Monday, October 6, 2008

The Spezza Predicament

Jason Spezza is an incredibly skilled player. That is plain to see for anyone who's watched a few Ottawa Senators games in the last few seasons. His ability to stickhandle in tight situations or to make passes through seemingly impossible traffic makes him a very valuable member of the team--especially considering his chemistry with Dany Heatley. He was Ottawa's leading scorer last year, with 92 points (34G, 58A). But his creativity sometimes bring about negative results, and we witnessed that first-hand on Saturday night when Spezza lost the puck to Tyler Kennedy on the game-winning goal. But does Spezza's point-production justify his proneness to giveaways?
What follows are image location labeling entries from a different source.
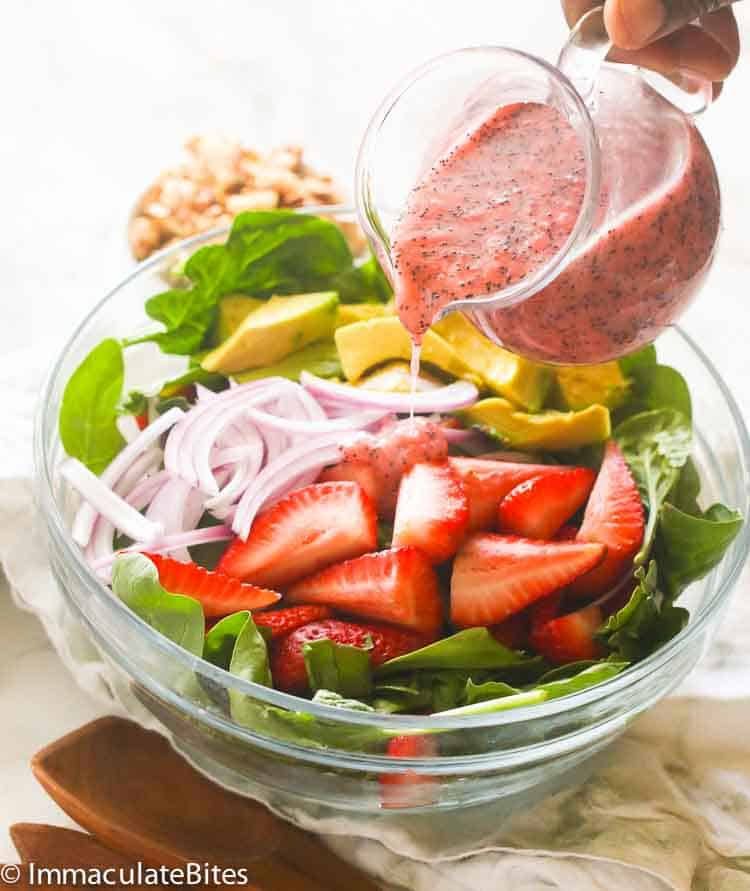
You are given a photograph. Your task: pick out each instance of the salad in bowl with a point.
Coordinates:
(279, 499)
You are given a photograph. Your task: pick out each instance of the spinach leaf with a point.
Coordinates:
(365, 283)
(88, 413)
(641, 359)
(339, 668)
(471, 648)
(487, 690)
(327, 697)
(688, 547)
(656, 444)
(136, 582)
(266, 253)
(646, 622)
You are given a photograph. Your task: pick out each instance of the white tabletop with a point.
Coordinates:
(98, 96)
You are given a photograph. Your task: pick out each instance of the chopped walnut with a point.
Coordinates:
(218, 179)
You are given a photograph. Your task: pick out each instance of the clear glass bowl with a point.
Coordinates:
(297, 755)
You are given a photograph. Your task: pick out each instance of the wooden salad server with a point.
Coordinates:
(131, 790)
(56, 847)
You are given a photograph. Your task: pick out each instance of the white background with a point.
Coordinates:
(98, 96)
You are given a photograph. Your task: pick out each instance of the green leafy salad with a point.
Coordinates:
(276, 511)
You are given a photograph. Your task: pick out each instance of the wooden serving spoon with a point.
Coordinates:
(131, 790)
(58, 848)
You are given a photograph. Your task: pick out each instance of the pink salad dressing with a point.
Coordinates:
(505, 200)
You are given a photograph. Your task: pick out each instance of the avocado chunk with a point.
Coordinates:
(321, 359)
(523, 382)
(269, 334)
(395, 377)
(579, 386)
(233, 310)
(360, 312)
(548, 430)
(363, 345)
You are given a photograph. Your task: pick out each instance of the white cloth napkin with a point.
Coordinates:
(669, 807)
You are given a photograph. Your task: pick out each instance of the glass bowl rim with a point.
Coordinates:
(73, 557)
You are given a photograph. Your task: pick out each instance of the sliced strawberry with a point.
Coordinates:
(432, 511)
(487, 482)
(567, 533)
(409, 789)
(613, 517)
(513, 632)
(495, 576)
(356, 472)
(283, 621)
(218, 594)
(539, 506)
(309, 529)
(567, 638)
(398, 585)
(384, 642)
(395, 450)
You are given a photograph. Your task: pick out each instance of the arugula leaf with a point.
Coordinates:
(684, 494)
(88, 413)
(656, 444)
(136, 582)
(688, 547)
(471, 648)
(646, 622)
(267, 252)
(339, 668)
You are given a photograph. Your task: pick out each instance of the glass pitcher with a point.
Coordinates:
(646, 222)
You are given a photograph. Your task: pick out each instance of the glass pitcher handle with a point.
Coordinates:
(588, 45)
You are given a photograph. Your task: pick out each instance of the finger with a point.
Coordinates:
(575, 9)
(722, 26)
(690, 50)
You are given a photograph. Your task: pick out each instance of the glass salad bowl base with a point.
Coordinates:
(311, 761)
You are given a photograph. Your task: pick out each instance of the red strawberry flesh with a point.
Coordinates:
(218, 594)
(495, 576)
(307, 530)
(397, 585)
(432, 512)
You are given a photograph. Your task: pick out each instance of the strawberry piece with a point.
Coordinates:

I can't answer that; it depends on what your priorities are as a hockey fan. More accurately, it depends on what Craig Hartsburg's priorities are as a head coach, and what Bryan Murray's priorities are as a general manager. Hartsburg made sure to state that the team has be be safe with the puck and make the smart play, so it's obvious he wants Spezza to be less reckless with the puck. And examining the contract specifics of Spezza and Heatley, you can sense that Murray is looking for something more from Spezza: while Heatley was given a no-trade clause from the start, Spezza's no-trade clause doesn't kick in until after this off-season.

The challenge that Spezza faces is nothing new. Since trying to break onto the Sens' roster under Jacques Martin, Spezza has been told that his game suffers from a lack of defensive awareness. Many critics, including Mike Milbury (not that his opinion means much) and Kelly Hrudey recently suggested that Spezza desperately needs to improve his game.

What is being asked of Spezza is not difficult. Asking a slow player to get faster, or a small player to get bigger, is one thing. Asking a skilled player to demonstrate some defensive awareness while executing offensive prowess is far from impossible, and when that player asks for more responsibility on the team--as Spezza has--they need to prove that responsibility is well-placed.

A positive sign is that Spezza has responded well to criticism and adversity in the past. In the playoffs under Martin while Spezza was trying to get into the league, he played very well. Returning from injury in 2006-07, Spezza was forced to play his way back onto the top line after returning from injury, and he did. Even last season, when Heatley and Daniel Alfredsson were out with injuries, Spezza changed his game to account for that. While he's failed to permanently understand the lesson he says he learned on Saturday (the one where you don't give away the puck with seconds left in overtime), his teammates and his coach will be pressuring him to adapt his game to fit into the system.